Sen. Klobuchar has argued that Amazon’s practices are different than those of supermarkets because they are hurting “small innovators” not just other big brands. As an example of the alleged unfairness, she points to Amazon using data from its platform to introduce its own car trunk organizer that competes with those sold by a small U.S. company. But small businesses have to face the realities of market competition just like big ones which means earning profits when they succeed and losing market share when they fail. It is certainly true that search and buying patterns on online platforms can yield important insights about what products consumers are interested in. For example, data from an online marketplace might show that there is high consumer demand for a certain product, but consumers are unhappy with the price or quality. If these insights lead a new seller to enter the market and offer consumers cheaper or better products, consumers benefit from this type of competition. If this legislation were to prevent this type of competition from occurring, consumers would clearly be worse off. The goal of economic policy should not be to protect small businesses, it should be to expand consumer welfare.

Second, the legislation would make it unlawful for covered platforms to restrict business users from “accessing data generated on the covered platform by the activities of the business user, or through an interaction of a covered platform user with the business user’s products or services.” At first glance, this proposal might seem reasonable. As the Center’s recent report on data portability explains, allowing users (including business users) the ability to access their data can have a pro-competitive effect. Indeed, if this provision only limited online platforms from imposing contractual or technical restrictions on data generated exclusively by business users that the platform provided access to, there would be little to critique.

But this provision would go much further, making it unlawful for covered platforms to restrict business users from taking data about their customers to other systems.
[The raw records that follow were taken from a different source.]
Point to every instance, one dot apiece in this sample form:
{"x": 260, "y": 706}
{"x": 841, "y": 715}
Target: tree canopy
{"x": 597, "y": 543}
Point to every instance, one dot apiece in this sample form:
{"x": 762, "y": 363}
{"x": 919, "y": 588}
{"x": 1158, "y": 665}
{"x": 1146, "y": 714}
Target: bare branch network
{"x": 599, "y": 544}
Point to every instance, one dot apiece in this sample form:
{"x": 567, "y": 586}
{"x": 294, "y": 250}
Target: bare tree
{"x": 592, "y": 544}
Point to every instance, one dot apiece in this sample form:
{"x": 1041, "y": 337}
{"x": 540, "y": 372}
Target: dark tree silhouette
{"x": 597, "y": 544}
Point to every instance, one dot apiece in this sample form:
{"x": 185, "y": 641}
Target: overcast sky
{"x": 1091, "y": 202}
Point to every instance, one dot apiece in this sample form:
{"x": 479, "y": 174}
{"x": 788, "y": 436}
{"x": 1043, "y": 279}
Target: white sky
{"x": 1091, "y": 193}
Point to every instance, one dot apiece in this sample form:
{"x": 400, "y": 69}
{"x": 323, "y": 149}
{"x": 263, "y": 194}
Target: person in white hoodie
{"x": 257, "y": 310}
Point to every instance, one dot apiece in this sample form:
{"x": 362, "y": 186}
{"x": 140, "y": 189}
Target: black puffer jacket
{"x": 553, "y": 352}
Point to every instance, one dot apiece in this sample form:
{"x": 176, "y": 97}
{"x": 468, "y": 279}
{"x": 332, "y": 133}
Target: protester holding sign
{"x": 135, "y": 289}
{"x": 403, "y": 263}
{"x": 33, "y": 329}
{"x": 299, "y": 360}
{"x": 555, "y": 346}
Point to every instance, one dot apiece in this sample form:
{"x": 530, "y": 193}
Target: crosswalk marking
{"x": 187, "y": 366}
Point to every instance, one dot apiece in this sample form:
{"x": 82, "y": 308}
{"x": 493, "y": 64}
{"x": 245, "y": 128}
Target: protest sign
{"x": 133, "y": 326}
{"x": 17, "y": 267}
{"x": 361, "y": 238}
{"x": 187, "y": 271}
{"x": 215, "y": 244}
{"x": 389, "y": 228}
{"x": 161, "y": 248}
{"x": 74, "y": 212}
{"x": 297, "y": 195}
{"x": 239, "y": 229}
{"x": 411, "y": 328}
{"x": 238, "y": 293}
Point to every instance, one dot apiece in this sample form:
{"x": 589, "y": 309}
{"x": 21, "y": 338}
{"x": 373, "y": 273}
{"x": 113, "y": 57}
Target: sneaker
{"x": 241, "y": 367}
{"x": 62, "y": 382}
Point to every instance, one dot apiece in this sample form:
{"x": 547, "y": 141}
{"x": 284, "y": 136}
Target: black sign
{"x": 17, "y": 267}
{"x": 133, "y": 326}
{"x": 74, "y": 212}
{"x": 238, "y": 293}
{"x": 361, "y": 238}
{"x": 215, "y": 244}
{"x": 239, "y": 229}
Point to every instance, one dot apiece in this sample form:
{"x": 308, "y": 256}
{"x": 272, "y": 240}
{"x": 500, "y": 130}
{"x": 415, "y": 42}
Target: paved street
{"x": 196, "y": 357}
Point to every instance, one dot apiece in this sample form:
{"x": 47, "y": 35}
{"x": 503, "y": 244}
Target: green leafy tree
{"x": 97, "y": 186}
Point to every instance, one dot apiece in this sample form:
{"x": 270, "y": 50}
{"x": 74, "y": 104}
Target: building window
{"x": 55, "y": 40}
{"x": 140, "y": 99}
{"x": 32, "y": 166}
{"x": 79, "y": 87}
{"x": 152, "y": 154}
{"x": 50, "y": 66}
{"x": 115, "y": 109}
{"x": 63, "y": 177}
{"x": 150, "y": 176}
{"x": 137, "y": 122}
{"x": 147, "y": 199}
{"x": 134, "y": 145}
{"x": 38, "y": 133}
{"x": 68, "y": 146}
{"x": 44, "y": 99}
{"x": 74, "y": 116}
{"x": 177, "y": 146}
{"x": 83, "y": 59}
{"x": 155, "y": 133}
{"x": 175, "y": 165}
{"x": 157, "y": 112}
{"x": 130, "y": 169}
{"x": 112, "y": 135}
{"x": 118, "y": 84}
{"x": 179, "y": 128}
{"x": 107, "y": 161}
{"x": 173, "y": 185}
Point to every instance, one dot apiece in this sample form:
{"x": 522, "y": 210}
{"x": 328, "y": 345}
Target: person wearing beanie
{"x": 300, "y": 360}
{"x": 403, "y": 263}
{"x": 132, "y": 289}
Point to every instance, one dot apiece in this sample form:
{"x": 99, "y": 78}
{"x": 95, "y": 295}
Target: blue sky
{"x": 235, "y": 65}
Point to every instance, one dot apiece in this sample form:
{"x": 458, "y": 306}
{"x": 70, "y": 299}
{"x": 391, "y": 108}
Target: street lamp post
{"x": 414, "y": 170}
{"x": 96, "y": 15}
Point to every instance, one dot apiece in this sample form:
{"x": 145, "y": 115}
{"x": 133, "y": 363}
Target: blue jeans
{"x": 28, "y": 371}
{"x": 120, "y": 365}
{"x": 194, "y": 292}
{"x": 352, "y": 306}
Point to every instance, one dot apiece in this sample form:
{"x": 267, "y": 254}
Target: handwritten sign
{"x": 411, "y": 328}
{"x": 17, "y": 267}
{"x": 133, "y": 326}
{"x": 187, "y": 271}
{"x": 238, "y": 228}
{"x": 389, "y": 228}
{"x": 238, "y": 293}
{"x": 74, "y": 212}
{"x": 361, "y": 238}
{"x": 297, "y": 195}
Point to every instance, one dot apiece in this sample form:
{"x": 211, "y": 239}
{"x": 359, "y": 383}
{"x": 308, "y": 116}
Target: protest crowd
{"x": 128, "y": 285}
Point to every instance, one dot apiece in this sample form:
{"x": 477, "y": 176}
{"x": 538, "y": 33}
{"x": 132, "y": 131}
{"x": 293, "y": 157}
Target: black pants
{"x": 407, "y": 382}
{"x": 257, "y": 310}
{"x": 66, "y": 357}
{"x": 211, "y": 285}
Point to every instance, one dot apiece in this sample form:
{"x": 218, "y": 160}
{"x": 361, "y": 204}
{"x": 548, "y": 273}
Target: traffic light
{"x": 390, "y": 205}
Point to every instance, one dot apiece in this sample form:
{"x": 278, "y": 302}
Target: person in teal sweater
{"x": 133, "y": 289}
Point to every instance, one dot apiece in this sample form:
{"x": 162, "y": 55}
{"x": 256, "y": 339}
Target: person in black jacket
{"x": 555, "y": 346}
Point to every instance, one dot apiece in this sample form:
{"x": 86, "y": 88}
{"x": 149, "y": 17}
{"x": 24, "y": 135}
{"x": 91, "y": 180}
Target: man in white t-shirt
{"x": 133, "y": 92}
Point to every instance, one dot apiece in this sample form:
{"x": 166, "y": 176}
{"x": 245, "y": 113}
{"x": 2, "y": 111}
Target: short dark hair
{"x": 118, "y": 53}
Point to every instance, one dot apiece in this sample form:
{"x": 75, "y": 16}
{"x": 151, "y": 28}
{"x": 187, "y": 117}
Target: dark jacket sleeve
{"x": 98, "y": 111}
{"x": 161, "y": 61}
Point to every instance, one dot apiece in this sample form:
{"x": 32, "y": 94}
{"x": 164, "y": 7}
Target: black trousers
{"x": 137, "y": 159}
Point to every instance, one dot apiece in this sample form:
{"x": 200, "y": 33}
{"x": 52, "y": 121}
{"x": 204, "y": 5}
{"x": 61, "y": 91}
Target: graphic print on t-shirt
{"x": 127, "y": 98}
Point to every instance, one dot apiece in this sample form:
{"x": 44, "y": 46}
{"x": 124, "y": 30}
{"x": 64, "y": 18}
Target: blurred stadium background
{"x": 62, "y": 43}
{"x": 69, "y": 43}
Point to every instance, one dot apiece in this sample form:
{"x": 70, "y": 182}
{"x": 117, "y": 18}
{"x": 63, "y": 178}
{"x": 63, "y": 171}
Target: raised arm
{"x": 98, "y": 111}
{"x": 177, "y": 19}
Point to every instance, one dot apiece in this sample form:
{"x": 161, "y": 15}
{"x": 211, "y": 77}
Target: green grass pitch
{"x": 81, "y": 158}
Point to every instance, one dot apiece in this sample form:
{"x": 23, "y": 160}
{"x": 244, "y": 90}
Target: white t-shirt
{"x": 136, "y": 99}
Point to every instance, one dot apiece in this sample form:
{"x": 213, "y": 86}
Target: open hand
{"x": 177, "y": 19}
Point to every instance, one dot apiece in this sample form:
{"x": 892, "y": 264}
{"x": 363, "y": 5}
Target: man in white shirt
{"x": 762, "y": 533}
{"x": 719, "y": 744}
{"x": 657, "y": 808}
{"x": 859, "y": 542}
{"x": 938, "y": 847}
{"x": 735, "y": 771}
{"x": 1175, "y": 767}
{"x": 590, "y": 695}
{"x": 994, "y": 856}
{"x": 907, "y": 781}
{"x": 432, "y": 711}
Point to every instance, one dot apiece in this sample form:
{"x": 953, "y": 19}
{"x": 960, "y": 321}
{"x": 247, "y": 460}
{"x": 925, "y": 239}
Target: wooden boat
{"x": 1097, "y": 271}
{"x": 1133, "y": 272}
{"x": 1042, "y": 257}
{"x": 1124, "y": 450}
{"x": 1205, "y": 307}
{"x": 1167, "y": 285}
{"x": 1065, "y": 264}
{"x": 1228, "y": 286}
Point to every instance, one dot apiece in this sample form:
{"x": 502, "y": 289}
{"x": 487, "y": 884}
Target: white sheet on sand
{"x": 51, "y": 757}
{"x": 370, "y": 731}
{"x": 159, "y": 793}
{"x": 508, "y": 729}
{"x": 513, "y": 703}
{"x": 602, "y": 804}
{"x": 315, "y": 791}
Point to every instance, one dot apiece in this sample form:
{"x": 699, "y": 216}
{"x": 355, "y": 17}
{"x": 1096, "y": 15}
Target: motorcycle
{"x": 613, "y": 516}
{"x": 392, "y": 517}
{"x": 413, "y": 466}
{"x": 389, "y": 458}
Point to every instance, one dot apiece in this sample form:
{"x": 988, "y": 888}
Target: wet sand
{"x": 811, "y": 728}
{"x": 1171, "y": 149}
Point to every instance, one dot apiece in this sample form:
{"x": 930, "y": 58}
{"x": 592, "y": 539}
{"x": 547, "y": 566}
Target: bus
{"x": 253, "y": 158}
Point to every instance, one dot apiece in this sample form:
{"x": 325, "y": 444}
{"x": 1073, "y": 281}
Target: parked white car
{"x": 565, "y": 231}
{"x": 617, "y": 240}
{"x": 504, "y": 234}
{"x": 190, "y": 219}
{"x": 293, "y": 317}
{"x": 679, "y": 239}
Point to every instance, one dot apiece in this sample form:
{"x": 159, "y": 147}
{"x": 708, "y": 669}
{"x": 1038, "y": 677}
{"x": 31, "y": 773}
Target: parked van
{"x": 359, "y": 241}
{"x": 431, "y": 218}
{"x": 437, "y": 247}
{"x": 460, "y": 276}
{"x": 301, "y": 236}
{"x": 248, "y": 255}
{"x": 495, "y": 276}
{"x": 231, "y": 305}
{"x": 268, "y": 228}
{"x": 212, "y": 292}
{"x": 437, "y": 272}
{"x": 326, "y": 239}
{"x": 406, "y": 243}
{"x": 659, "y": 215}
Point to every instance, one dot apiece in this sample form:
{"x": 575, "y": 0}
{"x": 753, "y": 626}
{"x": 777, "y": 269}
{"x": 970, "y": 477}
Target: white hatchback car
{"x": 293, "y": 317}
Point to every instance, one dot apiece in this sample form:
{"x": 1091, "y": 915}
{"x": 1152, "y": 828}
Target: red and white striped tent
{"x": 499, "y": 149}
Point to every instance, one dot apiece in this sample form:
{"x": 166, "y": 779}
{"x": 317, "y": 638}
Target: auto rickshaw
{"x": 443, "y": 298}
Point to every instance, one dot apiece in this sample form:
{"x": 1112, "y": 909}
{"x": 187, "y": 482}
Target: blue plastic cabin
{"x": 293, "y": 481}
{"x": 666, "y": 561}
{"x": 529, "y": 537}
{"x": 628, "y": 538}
This distinction is important because online platforms often require communication between their business users and their customers to occur on their platforms to prevent fraud, abuse, harassment, and other problematic activity. Similarly, online platforms, including app stores and online marketplaces, often impose contractual restrictions on how long business users can retain personally identifiable information about consumers and limit their use of that data to operational purposes, such as fulfilling and shipping orders. Therefore, if this legislation makes it unlawful for covered platforms to impose limits on how business users can access data from their customers, there will be negative unintended consequences for consumer privacy.

The premise of the legislation seems to be that large online platforms act as unreasonable gatekeepers to key data that businesses need to compete. But there are many more sources of data than just online platforms. Businesses can also use data they collect on their own or from other sources—including from social media, customer service agents, customer feedback surveys, trade shows, and more—to improve their existing products and design new ones. And much of the information, such as popular products, is readily available simply by browsing online platforms (a “trunk organizer” is among the top 20 best-selling items on Amazon in its “automotive” category).

The two data provisions in the American Innovation and Choice Online Act would have negative implications for consumers by reducing available data for consumer-friendly competition in one case and removing safeguards that protect the privacy of consumer data in the other. Given the significant implications for large online platforms and the many consumers and businesses that use them, lawmakers should go back to the drawing board on this legislation.